Previous findings showed that abnormal gene methylation could affect cancer prognosis. For example, hypomethylation of cytoplasmic polyadenylation element-binding protein 1 (CPEB1), in our gene list (Table S2), can be used as a potential glioma prognostic marker [20]. Another example is repulsive guidance molecule member A (RGMA), which is a gene in a prognostic mRNA signature for breast cancer [21] whose methylation frequency can be used in evaluating colon cancer prognosis [22]. In terms of lung cancer, the aberrant methylation status of the APC and CDH13 promoters was associated with lung cancer risk [23, 24]. Therefore, by providing potential candidates for methylation sites and target genes, the prognostic roles of identified genes with altered methylation sites in this study are candidates worthy of further study.

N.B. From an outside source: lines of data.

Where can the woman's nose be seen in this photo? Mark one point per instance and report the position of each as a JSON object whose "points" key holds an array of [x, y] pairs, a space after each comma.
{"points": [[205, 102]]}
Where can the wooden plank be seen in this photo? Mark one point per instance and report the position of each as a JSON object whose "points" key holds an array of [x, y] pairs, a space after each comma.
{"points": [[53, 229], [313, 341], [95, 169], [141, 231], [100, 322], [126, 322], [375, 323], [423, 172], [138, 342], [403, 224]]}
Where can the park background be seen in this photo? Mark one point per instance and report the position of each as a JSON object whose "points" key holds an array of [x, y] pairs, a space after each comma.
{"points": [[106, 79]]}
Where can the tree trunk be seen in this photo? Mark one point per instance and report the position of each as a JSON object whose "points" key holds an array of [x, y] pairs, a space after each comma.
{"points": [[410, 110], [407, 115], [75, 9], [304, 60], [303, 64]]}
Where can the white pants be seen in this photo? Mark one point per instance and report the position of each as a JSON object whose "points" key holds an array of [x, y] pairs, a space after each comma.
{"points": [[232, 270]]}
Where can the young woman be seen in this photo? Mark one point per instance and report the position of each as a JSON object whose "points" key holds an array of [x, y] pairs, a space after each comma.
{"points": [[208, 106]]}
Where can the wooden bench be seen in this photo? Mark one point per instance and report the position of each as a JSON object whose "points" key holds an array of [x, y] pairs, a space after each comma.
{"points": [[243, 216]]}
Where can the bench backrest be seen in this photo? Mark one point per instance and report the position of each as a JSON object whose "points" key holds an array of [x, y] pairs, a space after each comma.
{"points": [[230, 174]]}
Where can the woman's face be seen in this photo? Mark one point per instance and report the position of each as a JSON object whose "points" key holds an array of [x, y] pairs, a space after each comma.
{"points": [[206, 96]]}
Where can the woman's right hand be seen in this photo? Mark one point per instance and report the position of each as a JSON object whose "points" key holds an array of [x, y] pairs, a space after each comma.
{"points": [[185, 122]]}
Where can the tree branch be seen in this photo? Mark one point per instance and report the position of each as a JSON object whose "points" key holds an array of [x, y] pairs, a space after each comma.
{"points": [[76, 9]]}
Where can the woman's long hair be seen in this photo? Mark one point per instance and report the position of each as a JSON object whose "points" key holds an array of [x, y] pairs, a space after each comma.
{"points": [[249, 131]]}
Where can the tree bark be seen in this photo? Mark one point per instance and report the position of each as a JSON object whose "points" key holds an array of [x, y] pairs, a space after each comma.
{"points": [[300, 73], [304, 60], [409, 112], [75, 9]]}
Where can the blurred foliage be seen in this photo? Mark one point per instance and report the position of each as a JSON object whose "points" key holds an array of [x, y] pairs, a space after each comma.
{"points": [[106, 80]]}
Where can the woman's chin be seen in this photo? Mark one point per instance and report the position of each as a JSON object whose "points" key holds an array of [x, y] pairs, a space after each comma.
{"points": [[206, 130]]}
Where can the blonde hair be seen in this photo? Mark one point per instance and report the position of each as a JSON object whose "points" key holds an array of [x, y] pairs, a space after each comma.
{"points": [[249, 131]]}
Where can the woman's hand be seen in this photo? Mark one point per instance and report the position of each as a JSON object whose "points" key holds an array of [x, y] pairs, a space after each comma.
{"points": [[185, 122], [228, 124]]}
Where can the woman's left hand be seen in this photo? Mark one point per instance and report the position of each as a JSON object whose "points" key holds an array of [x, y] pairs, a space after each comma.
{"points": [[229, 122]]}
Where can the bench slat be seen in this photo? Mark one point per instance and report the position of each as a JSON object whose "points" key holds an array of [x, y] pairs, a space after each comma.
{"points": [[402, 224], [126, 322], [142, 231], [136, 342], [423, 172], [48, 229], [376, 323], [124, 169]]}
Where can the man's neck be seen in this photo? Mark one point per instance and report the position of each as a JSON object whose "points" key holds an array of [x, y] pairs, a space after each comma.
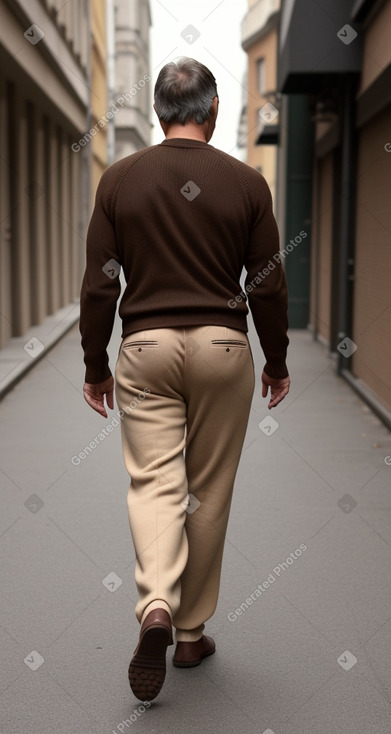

It is worth mentioning that, as reported in a previous in vitro study, epithelial gene expression is enriched in cell adhesion functions, whereas mesenchymal genes are enriched in regulators of transcription [25]. Our study shows that the methylation-influenced genes in our model were enriched in the KEGG enrichment pathway of cell adhesion as well as in the transcription factor GKLF. GKLF, also named KLF4, in lung cancer tissues was found to regulate lung tumor-initiating cells at a considerably lower level than that in normal lung tissues [26]. The abnormal methylation of cell adhesion molecules is involved in multiple cancer development processes [27], such as tumor angiogenesis [28], and is one of the consequential steps in metastasis [29]. Therefore, obtaining an understanding of how methylation sites systematically affect cell adhesion would have great translational value in the development of broad-spectrum DNA methylation-targeted agents for both LUAD prevention and treatment.

5. Conclusions

This study systematically summarized the methylation sites of LUAD and, for the first time, proposed seven DNA methylation subtypes that are closely related to LUAD prognosis. Abnormal DNA methylation clusters in LUAD could affect changes in gene expression levels in a cluster manner. Different methylation subtypes are associated with clinical characteristics and prognosis, suggesting that DNA methylation may play a role in cancer formation and intrinsic malignancy, providing important bioinformatics hints for the further development of epigenetic biomarkers and therapeutic targets for LUAD.